We are sick of babies crying and the birds flapping
loose in the air. We want the double to be big,
and ominous and we want to remember when you were
money in Massachusetts and yet were wild and rule
and killers. We want our killers dressed in black
like grease for we are sick of writing checks,
putting on our socks and working in the little boxes
we call the office.”
…the titles and topics reminded me of another posthumous collection, A Ted Hughes Bestiary (another gathering of poems not strictly about animals), and made me feel like I was walking through the strangest zoo ever, a menagerie managed by Edward Gorey.
Sinking lower still, emotionally speaking, the third movement of 45 Mercy Street is simply titled: “The Divorce Papers.” One can imagine where this is going, particularly in poems titled “Despair,” “Bayonet,” and “Killing the Love.” Sexton does not disappoint expectations.
Most of the poems in this section conform to Sexton’s reputation as a confessional poet. Deeply personal, intimate and tragic, these selections give polished voice to the raw emotions of a person in crisis. Sometimes that voice speaks in concrete terms, other times Sexton invites metaphor to tell her story.
In “The Love Plant,” for instance, she mutates a familiar poetic trope to express a complex jumble of emotions.
A freak but moist flower
tangles my lungs, knits into my heart
crawls up my throat
and sucks like octopi on my tongue.
You planted it happily last summer
and I let it take root with my moon-hope,
not knowing it would come to crowd me out,
to explode inside me this March.
All winter trying to diminish it,
I felt it enlarge.
But of course never spoke to you of this,
for my sanity was awful enough
and I felt compelled to think only of yours.
Now that you have gone for always
why does not the plant shrivel up?
I try to force it away.
I swallow stones.
Three times I swallow slender vials
with crossbones on them.
But it thrives on their liquid solution.
I light matches and put them in my mouth,
and my teeth melt but the greenery hisses on.
I drink blood from my wrists
and the green slips out like a bracelet.
Couldn’t one of my keepers get a lawn mower
and chop it down if I turned inside out for an hour?
This flower, this pulp, the hay stuff
has got me, got me.
Apparently both of us are unkillable.”
The poem goes on for another few stanzas, the malignant green of the title overfilling the poet’s self, the destructive actions of slender vials and bleeding wrists driving her to something akin to despair. These feelings are more complicated than sadness, however, they are the words of a woman fighting not only with herself. Brutal. Honest.

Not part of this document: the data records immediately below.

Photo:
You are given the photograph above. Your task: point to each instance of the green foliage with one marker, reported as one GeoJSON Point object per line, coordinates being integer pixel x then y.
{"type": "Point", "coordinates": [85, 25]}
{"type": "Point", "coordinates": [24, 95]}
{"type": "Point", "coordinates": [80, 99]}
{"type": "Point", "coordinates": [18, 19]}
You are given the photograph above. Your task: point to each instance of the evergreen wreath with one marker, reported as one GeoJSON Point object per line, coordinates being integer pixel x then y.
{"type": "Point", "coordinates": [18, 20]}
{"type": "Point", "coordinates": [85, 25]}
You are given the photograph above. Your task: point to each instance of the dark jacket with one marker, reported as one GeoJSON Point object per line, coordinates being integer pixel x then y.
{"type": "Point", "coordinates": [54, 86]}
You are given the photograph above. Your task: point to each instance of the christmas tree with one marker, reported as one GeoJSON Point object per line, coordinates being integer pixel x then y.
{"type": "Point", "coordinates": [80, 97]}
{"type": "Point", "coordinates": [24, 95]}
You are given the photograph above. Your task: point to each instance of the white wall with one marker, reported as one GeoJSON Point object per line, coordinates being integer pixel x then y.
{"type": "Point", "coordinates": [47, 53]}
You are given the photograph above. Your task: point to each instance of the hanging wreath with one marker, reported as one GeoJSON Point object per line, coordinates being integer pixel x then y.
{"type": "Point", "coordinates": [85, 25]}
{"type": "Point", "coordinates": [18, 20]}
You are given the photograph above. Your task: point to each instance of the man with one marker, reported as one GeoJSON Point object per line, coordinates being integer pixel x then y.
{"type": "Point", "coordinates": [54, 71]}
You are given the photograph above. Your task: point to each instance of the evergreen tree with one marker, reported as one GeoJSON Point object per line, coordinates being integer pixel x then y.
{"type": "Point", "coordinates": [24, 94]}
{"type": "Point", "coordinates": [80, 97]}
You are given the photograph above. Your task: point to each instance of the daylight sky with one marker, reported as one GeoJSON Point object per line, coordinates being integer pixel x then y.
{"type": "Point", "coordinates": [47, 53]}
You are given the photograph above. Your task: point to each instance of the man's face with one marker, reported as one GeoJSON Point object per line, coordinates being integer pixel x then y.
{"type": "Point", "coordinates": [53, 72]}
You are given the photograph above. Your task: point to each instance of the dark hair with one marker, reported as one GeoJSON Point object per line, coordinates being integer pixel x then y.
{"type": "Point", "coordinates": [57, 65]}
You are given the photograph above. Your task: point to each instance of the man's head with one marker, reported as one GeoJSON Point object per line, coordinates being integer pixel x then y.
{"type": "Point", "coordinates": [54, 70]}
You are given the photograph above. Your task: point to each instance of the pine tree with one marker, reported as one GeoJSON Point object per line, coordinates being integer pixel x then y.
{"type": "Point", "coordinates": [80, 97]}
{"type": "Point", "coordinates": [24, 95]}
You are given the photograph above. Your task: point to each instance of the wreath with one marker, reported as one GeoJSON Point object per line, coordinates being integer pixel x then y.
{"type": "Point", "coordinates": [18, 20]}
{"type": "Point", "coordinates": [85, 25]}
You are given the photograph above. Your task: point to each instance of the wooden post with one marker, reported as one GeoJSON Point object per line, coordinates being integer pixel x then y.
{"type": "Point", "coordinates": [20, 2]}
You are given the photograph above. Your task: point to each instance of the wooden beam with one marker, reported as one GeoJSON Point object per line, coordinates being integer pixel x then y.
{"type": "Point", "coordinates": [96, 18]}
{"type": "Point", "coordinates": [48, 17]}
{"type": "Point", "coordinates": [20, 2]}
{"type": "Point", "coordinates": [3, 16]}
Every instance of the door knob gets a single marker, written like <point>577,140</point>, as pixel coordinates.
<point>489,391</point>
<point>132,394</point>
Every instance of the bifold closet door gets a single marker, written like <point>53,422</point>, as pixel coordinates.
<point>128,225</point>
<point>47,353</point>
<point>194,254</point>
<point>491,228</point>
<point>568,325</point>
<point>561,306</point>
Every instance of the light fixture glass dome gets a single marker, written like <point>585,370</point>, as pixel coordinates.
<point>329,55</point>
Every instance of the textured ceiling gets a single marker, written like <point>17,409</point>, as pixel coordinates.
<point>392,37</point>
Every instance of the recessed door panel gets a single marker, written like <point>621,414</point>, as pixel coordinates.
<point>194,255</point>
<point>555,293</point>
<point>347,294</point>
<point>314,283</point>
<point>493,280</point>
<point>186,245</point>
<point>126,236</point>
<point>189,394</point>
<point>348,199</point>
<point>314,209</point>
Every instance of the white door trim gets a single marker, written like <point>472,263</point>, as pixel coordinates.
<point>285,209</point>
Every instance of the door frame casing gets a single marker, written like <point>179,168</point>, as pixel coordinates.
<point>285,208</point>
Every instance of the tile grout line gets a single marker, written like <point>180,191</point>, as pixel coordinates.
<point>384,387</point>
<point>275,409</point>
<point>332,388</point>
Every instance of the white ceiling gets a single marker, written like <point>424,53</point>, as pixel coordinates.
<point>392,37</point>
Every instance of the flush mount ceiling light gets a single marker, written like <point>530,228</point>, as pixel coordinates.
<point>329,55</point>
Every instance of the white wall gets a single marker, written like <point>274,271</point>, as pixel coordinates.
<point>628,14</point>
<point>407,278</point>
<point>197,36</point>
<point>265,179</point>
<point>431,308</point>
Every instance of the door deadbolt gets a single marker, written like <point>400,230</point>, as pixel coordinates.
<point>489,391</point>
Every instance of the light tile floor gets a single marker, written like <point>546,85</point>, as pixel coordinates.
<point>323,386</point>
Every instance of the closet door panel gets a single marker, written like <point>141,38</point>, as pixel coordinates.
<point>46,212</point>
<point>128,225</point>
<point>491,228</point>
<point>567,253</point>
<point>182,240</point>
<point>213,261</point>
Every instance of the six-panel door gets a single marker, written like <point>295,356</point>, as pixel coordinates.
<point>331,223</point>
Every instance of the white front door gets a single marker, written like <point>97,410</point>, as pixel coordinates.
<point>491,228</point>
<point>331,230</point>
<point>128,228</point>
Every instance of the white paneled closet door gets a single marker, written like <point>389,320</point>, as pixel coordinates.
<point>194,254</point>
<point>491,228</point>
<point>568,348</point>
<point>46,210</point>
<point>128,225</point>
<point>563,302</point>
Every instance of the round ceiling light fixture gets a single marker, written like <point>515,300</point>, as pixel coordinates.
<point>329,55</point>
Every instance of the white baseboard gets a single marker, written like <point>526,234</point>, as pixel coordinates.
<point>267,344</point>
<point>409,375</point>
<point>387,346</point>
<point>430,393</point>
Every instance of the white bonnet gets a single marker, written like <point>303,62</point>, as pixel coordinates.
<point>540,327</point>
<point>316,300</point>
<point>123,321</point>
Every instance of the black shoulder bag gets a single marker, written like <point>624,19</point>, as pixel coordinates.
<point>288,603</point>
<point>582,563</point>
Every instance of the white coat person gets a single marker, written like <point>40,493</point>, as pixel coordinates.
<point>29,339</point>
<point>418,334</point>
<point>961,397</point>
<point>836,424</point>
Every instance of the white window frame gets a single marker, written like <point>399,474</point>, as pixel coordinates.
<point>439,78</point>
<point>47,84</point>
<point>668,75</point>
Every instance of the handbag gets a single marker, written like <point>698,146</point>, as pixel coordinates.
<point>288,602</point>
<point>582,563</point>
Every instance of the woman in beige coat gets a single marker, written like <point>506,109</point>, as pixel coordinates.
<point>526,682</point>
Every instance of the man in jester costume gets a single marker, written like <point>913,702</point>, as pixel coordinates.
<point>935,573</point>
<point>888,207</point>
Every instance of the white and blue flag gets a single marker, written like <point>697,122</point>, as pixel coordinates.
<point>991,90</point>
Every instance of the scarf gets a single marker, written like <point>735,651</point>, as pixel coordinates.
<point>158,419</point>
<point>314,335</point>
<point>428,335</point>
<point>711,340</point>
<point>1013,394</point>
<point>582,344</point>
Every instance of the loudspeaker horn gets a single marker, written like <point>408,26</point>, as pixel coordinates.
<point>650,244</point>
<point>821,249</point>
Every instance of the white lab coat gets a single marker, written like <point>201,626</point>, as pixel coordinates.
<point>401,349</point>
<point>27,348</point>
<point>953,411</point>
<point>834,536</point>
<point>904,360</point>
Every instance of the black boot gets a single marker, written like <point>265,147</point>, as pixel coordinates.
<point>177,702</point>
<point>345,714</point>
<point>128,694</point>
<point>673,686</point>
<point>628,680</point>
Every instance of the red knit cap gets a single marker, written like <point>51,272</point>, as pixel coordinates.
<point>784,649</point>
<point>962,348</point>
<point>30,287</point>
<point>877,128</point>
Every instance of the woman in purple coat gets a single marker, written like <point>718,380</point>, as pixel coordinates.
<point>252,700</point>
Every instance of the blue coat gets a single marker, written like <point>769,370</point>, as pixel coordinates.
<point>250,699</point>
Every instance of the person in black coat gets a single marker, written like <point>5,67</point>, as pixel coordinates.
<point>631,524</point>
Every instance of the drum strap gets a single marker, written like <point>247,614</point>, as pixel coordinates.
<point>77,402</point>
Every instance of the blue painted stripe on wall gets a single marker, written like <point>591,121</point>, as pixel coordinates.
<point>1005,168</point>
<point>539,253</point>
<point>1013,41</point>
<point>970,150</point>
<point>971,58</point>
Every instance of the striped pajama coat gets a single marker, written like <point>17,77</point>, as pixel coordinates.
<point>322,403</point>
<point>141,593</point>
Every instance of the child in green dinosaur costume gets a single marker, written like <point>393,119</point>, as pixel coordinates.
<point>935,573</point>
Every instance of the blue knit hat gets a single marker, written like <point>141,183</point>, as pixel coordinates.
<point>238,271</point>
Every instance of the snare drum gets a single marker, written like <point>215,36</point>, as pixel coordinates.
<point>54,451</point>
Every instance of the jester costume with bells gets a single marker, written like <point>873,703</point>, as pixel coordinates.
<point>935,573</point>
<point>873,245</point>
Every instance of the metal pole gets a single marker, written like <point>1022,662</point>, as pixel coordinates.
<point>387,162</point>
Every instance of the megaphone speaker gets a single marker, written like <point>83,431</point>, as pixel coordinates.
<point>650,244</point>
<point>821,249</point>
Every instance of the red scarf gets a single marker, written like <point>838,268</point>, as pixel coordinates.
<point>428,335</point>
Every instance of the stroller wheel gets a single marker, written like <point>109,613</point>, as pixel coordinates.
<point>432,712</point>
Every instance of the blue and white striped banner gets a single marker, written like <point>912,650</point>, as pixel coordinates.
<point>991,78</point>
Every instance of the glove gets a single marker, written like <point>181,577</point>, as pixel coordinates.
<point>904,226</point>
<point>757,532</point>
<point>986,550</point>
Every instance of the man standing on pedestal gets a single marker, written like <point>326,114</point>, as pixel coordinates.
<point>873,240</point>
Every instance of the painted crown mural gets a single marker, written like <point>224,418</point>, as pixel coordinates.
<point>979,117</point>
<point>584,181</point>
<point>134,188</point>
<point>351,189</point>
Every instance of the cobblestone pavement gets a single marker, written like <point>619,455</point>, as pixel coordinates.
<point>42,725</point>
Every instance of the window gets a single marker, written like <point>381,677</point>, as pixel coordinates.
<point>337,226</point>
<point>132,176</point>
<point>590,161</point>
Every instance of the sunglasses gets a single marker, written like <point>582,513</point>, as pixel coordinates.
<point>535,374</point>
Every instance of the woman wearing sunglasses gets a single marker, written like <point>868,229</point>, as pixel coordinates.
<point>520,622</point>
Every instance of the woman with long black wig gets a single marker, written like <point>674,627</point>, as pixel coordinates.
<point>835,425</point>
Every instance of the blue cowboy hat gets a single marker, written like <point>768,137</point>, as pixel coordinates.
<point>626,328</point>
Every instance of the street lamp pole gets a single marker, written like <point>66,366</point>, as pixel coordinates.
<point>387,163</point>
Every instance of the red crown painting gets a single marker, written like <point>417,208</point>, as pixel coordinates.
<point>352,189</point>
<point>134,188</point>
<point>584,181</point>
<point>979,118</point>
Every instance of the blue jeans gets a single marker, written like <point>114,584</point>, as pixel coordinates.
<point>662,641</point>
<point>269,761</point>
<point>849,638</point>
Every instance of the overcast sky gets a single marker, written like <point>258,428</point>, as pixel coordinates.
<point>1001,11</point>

45 Mercy Street feels short on mercy.
In the final section, “Eating the Leftovers,” Sexton seems to sew up the eviscerated remains of her poetic body and come as close to resolution as she will allow herself or her readers to come. Typical of these last poems is “Demon” which begins:
I mentioned my demon to a friend
and the friend swam in oil and came forth to me
greasy and cryptic
“I’m thinking of taking him out of hock.
I pawned him years ago.”
Who would buy?
The pawned demon,
Yellowing with forgetfulness
and hand at his throat?
Take him out of hock, my friend,
but beware of the grief
that will fly into your mouth like a bird.”
Sexton addresses her demon for another few stanzas before coming to a moment of acceptance, when she tells us, her readers, that “I accept you, Demon/ I will not cover your mouth.”
At the end of such a harrowing series of poems, that acceptance feels somehow complete.